Kidney-specific markers are of great value in studying kidney allograft function and could reflect minimal changes, such as age-associated changes of the kidney in living donors [30,31,32]. Donor-specific markers could be identified by human leukocyte antigen (HLA) or specific gene sequences in nucleic acid cargos, according to differences in the genetic make-up between donor and recipient. Hence, donor-specific markers in uEV might have the highest specificity for a current allograft, although no direct evidence has been forthcoming as yet. Immune reactions are strongly associated with the release of uEV, which infiltrate immune cells or pathogen-containing cells in the kidney allograft, and IR- markers in uEV can provide specific information during rejection and infection [33,34,35].
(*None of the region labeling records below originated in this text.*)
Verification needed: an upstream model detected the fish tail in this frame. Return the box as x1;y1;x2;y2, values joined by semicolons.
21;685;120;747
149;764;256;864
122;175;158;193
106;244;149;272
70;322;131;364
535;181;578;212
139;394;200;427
4.1. Kidney Specific Markers
4.1.1. The Biogenesis of Kidney Specific Markers
The current functioning kidney should be the major derivation of uEV because “old” kidneys, i.e., the native kidneys of the recipient, and those from previous donors, have little functionality due to barely integrated nephrons, although these might generate a small number of uEV (Figure 3).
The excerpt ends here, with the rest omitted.